Керн уехал на машине инспектора.

— Помяните мое слово, док, — сказал тот, — все это пахнет большими деньгами. Вы даже представить себе не можете, какой циклон фондов, вкладов, акций и процентных бумаг зашумит вокруг «белого острова». И мы не останемся в стороне, док. Будьте покойны.

О будущем говорили в тот же день и час на другом конце города, в отеле «Хилтон».

— На меня не рассчитывайте, — горячился Рослов, — я математик, а не синхронный переводчик при электронной машине.

— Это не машина, Анджей.

— Все одно. Энергочудовище. А я не энергетик. У меня свои заботы в науке.

— "Забота у нас простая, забота у нас такая… Жила бы страна родная, и нету других забот", — пропел по-русски Шпагин.

— Что вы спели? — поинтересовался Мак-Кэрри.

— Напоминание о том, что есть другие заботы, кроме профессиональных.

Рослов молчал.

— А почему вы думаете, что при этом энергочудовище или энергоблагодетеле — может быть, это вернее, а? — не будут работать десятки выдающихся математиков и биологов? Даже больше — сотни ученых различных специальностей. Ведь эта суперпамять способна не только накоплять информацию, но и подсказывать оптимальные варианты решений на основе накопленного. В конце концов, много нерешенных проблем в науке можно решить на основе уже найденного и открытого. Нужны только объединение знаний, координация усилий, умножение памяти — своего рода мемориальный взрыв. Этот взрыв и обеспечит нам суперпамять. Вы думаете, что наше знакомство с ней ограничится комиссиями и конференциями? Я мыслю шире. Я вижу суперинститут с тысячами научных специалистов, проекционными бюро и опытными лабораториями. Где? Может быть, даже не здесь, а на другом острове, где менее пахнет курортными барами и пляжной галькой.

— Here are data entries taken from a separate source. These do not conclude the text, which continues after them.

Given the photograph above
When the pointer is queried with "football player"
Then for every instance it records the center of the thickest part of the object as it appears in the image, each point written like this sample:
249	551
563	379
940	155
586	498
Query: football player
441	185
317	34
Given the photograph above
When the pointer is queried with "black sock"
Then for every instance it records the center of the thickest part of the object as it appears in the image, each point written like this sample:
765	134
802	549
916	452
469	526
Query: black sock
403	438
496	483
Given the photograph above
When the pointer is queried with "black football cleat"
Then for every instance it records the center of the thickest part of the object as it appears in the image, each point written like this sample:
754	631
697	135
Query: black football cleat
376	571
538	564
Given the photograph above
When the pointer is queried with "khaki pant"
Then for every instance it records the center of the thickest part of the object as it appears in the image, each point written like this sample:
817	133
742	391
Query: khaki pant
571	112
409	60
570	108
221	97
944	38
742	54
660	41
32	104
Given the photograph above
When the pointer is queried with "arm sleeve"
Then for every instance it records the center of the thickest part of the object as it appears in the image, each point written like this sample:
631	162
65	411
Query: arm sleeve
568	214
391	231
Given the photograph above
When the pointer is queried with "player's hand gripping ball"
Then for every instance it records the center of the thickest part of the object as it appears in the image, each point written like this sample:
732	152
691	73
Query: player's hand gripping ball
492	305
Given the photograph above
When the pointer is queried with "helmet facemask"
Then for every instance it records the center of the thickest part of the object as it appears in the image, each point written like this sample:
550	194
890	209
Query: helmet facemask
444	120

— Кто же будет руководить институтом?

— Вы имеете в виду людей?

— Нет, страны.

— ООН, ЮНЕСКО, может быть, какая-то иная международная организация. Во всяком случае, не тресты, не банки и прочие денежные мешки. Эта суперпамять, как сказочный джинн, возникший прямо из небесной лазури, слишком чудесна, чтобы говорить о ней на языке маклерских контор. Кстати, у нее еще нет своего имени.

— Наклевывается, — сказал Шпагин. — Кое-что из русской фантастики. Почти классическое.

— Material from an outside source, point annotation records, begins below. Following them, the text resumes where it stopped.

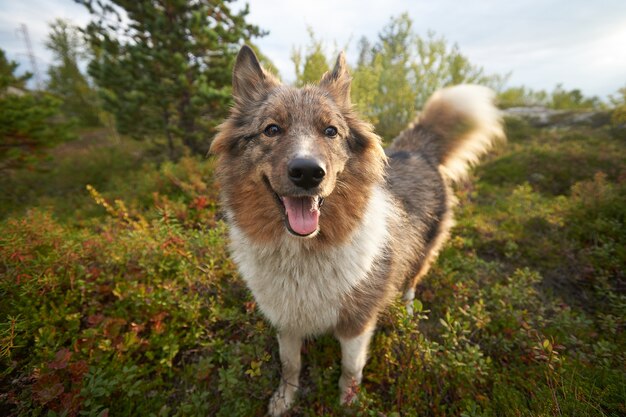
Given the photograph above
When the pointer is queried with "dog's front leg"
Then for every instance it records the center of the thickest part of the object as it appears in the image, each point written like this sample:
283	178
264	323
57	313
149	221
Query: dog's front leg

Рослов, который всегда понимал его с полуслова, покачал головой.

— Ты предполагаешь коллектор рассеянной информации? Отлично придумано, хотя и не нами. Но не для нашей проблемы. Во-первых, не коллектор, а селектор, так как в основе его — избирательность. Во-вторых, не рассеянной, а стабильной. Он сам об этом напомнил.

— Селестан или Селестин… — задумался Шпагин.

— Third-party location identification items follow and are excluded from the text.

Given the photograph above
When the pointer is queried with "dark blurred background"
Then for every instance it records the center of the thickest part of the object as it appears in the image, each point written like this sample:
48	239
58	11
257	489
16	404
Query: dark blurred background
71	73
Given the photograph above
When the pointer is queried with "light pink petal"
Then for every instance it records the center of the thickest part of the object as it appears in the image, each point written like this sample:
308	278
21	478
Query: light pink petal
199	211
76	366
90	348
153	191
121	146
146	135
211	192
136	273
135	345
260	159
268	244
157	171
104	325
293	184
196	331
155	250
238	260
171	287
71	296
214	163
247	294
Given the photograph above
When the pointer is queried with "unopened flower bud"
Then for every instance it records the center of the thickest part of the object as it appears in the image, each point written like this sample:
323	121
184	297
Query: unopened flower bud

— Зачем? Просто Селеста. Элегантно и межнационально. По-английски и по-русски, профессор, «селектор» звучит одинаково, а «стабильный» начинается с тех же букв. Русское же звучание — привилегия первооткрывателей.

— Женское имя, — замялся Мак-Кэрри.

— Один из первооткрывателей — женщина, — отрезал Рослов. — А кроме того, профессор, «память» по-русски тоже существительное женского рода.

Но Яна запротестовала:

— Не могу воспринимать его в женском роде. Это мужчина. Мыслитель, не память. И потом, мужские имена с окончанием на "а" вы найдете у многих народов. Даже у нас в Польше.

Чудо родилось. Чудо уже входило в жизнь. Завтра оно овладеет умами миллионов, пройдет великим землетрясением по миру и что-то оставит людям. Что? Что в имени твоем, Селеста? Голос друга или скрытая угроза врага?